For a long time, "Coil" was Toad the Wet Sprocket's swan song. None of its singles charted, and the band broke up the year after its release in 1997. I remember being disappointed with the album - Toad's first new studio album since their landmark "Dulcinea."

It seemed less immediate, less cohesive, and more inchoate than the previous album. Listening again, more than 15 years after its release and just as the band has announced it's completed recording of a new album, I still stand by my initial assessment, but with a few reservations.

Part of the problem is that a few of the best songs here were never released as singles. "Throw It All Away" is an instant-classic song of rebirth and renewal, and the song's advices are as assured as the confidence you can hear in songwriter Glen Phillips' voice:


Cause there ain't nothing you can buy
And there is nothing you can save
To fill the whole inside your heart
So throw it all away


"Throw It All Away" is the kind of song that gets rediscovered and re-recorded for a new audience or a new generation, and I would kill to hear it interpreted by a singer such as Gary Allan.

And although the song "Desire" is not typical of what had been established as Toad the Wet Sprocket's "sound," I would patiently remind Columbia Records that a little band from Georgia called Collective Soul had hit after hit with songs just like this one.

A punchy power pop song about a relentless wish to be something you have never been, "Desire" remains a forgotten gem in Toad's catalog.

I don't mean to imply that the singles that were released from "Coil" are in any way weak affairs; "Come Down" is the sort of energetic rock anthem that will have you singing at the top of your lungs as your foot depresses the accelerator more and more, and while the propulsive "Whatever I Fear" is a suitable album opener, it isn probably too similar to the band's previous work to grab anyone's attention.

"Crazy Life" - the album's third single - had appeared on the soundtrack to the film "Empire Records" two years earlier.

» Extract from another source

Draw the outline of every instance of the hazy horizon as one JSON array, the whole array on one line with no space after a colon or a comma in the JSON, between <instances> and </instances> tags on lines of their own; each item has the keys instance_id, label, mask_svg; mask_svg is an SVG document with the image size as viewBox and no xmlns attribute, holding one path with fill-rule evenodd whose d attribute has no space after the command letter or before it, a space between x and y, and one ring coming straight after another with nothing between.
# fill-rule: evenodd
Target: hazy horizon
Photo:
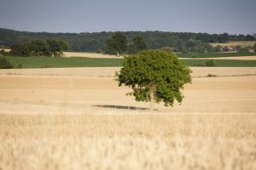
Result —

Toad rightly included a retooled version of the song here and released it as a single. Although the song was sung by the band's lead guitarist Todd Nichols, there's no reason it shouldn't have gotten more attention then or now.

Which leaves a handful of songs that are, alternatively, either decent album tracks or filler.

Yes, filler on a Toad the Wet Sprocket album. Songs like "Little Man Big Man" sound trite and tired, and "Little Buddha" struggles (and fails) to rise above its bad lyrics, despite a string arrangement by the legendary Van Dyke Parks.

However, for every "Amnesia" riddled with vague meaning, there are songs like "Rings" and "Dam Would Break."

Dean Dinning's bass guitar stands front and center on "Dam Would Break," providing a loping yet solid bedrock for the inner drama of the song's lyrics:


What is this ice that gathers round my heart
To stop the flood of warmth before it even starts
It would make me blind to what I thought would always be
The only constant in the world for me
And every hours of every day
I need to fight from pulling away
And if my mind could only lose the chain
The dam would break


And Nichols' burbling guitar provides an urgent, resonating counterpoint to Phillips' terse lyrical imagery on the R.E.M.-inflected "Rings."

Listening today, I would say that "Coil" is a tastefully arranged collection of tunes, of a style that seems to have faded from mass appeal amid the dual onslaught of post-Madonna bravado and hip hop braggadocio. It stands as a collection of smart, melodic rock songs that still manages to rise above 1990s clichés, despite the Dave McKean sleeve art. Although "Coil" remains an uneven album, its strengths do outweigh its weaknesses, and the album will reward those who give it careful, repeated listens.